Prosody's plugin installer is making use of Luarocks to get things working. Therefore, it makes sense that we look a bit into Luarocks to see how it works.
Here is what you need to know. Luarocks uses files, called rockspecs, to get things installed around. These are basically instruction files and they tell the program how to do the work. We can pack the sources and the rockspecs into a single file, called a rock. We can install libraries from both rocks and rockspec files. The code is installed in what is called a rock tree, which is a folder with a specific structure inside, organized in a way to help with the required management of libraries and servers.
Installing, removing and list
If you are working on debian you can just use:
- sudo apt-get install luarocks
Now, there might be some trouble here and there, depending on your machine, or if you are in a different OS, but the guys at luarocks have tips for almost every possible situation, just check here:
Worst case scenario head over to their support section and surely you'll find someone to help you.
Now, with that out of the way, lets (The attentive reader will notice I misspelled "lets" at the beginning of the next video 😅) check how it works! Topics we are covering here:
- luarocks help
- configuration section
- using the global and local trees
- using install, remove and list
The --tree flag
We can use this flag to specify a custom path for a rock tree, without changing anything at the configuration file.
The --server flag
We can use this flag to specify the place from which we are getting our rocks. We can reference a rock tree, a repository or a server. These terms are used somehow interchangeably, so watch out! Here I'll show you how to use a remote source being served to us.
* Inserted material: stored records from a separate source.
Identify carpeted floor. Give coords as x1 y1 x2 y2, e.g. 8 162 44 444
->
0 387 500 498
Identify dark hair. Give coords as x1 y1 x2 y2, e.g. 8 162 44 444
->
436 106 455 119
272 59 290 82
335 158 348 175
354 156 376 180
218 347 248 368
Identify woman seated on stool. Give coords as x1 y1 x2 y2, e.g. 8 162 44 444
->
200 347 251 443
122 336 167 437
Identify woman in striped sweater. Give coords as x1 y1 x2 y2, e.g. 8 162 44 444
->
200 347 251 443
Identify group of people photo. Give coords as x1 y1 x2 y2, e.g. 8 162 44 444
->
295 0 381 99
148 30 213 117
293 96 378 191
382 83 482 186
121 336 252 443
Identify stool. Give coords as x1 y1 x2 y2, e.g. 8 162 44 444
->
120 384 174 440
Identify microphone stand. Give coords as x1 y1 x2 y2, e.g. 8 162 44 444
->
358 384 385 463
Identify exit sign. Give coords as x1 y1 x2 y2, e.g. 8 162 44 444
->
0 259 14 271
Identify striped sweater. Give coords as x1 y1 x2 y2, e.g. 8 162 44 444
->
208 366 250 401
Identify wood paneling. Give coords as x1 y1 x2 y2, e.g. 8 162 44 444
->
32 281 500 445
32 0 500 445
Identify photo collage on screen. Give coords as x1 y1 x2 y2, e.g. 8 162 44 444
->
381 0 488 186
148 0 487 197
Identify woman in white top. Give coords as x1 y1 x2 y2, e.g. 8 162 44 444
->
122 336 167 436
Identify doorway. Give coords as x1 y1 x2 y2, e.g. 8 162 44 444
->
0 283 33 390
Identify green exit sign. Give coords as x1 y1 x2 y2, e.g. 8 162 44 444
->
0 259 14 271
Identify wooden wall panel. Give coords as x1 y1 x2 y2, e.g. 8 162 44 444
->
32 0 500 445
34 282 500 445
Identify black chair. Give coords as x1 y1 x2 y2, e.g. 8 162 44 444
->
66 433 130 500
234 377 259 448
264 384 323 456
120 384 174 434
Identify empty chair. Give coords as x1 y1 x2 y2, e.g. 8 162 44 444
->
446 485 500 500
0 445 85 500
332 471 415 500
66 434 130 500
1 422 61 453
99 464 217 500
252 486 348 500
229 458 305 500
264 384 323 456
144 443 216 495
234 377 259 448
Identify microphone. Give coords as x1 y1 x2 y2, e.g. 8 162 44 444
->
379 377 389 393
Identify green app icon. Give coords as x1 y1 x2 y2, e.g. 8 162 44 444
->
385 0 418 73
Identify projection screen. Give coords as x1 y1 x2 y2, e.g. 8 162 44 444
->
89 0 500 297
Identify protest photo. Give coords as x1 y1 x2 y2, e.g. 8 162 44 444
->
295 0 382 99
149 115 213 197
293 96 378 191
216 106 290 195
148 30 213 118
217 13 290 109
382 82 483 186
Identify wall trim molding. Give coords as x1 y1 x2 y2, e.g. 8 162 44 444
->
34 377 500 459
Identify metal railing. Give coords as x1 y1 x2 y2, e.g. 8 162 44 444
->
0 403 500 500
Okay, so lets keep this simple. There is a number of things to take into account, but all of them lead to the same place. We need to write rockspecs related to the sources that we want to install. We can do this with the write_rockspec command, which will automatically create rockspecs and fill some fields for us. Most of them have to be filled by hand though. Notably, the source.url field must be filled if we want to deal with rocks/rockspecs from a remote server.
The make command
You can make a rockspec work locally with the make command though. The make command is your answer, in those cases where you have everything in your local machine.
Installing from our own repo/server
We need to write down some server in the source.url field. By default, luarocks is pointed to their official repository. But we can use any repository we want. That's what we did when we used the --server flag, which overrides the default source. The difference is that we were using an already existing repository. What if we want to make our own?
Well, there are a couple of ways, but if you are inexperienced about luarocks and servers like I was/am, be warned, this thing might is the gift that keeps on giving!
But lets look at the easiest way, which turns out to be quite accessible, in my experience. We can make use of a traditional git/mercurial repository to use as a source for our own plugins. After that we'll want to make our rockspecs available at a local/remove server, in order to distribute stuff around. We can make use of the luarocs-admin make-manifest command to do some heavy lifting for us and setup everything we need =)
At the above image we can see the rockspecs available at my local server. If you are unfamiliar about how to get an apache server going, check this out.
And these are the basics about Luarocks. There is plenty more though, so be sure to check their docs if you need.Cheers!